Jacobson opined A Miser Brothers' Christmas was another example of the varying qualities of media with sidekicks as the most important characters, naming The Lion King 1½ (2004) and Kronk's New Groove (2005) as others. Rodney Figueiredo of Animated Views suggested the charisma and interaction of the brothers made for a fun Christmas special, despite the story being "standard Christmas fare with a message about brotherly love and family". Corey and Galbraith IV positively noted the brothers' new types of confrontations, and the latter wrote "their eventual reconciliation is almost touching". Croop, on the other hand, suggested children not aware of The Year Without Santa Claus would not care about the Misers while watching A Misers' Brother Christmas, and their bickering would get old quickly. Bonanno elaborated this repetitiveness was aggravated by the show's erratic, "busy and noisy" pace and tone. The new characters, such as the North Wind and Tinsel, were given some compliments. Croop praised the North Wind as a "devilish" mix of Gaston and Stephen Colbert, while Galbraith IV compared Adamson's performance of the character to Kelsey Grammer for Sideshow Bob. The inclusion of a industrious female elf was seen as a positive role model.

Even for detractors, the reprisal of Irving and Rooney was a source of excitement, surprise, and enjoyment.

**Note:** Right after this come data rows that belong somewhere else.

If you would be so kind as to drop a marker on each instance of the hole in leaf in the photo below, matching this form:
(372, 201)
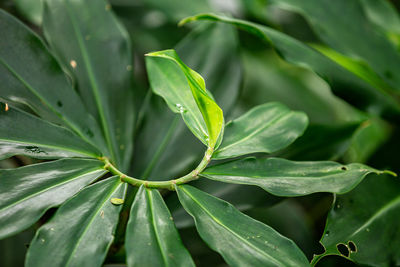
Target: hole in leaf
(343, 250)
(352, 246)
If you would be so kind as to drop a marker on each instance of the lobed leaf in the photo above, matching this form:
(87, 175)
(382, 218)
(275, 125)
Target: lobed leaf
(151, 236)
(282, 177)
(184, 91)
(94, 47)
(31, 76)
(265, 128)
(81, 231)
(27, 192)
(241, 240)
(25, 134)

Chioran's performance as Snow Miser, on the other hand, was not well-received. Jacobson felt he "overacts relentlessly and can't carry the role in a satisfying way", and White wrote his "shrieking line readings had you praying Snowy would eventually be struck mute". Cuppa Coffee's animation was another acclaimed aspect. Galbraith IV labeled it "flawless", a polished version of the Rankin/Bass style with "lavish and attractive" sets, "excellent" photography and lighting, and CGI backgrounds and weather effects that add to the antique stop motion. Figueiredo and Rob Owen, reviewing for Pittsburgh Post-Gazette, also praised the capturing of the Rankin/Bass vibe. Contrarily, reviewers like Bonanno and Robert Lloyd of the Los Angeles Times, acknowledging the increase in quality, missed the "ragtag magic" and "jerky, offbeat charm" of Rankin/Bass' animation. Bonanno and White were also critical of new designs of the previously-established characters.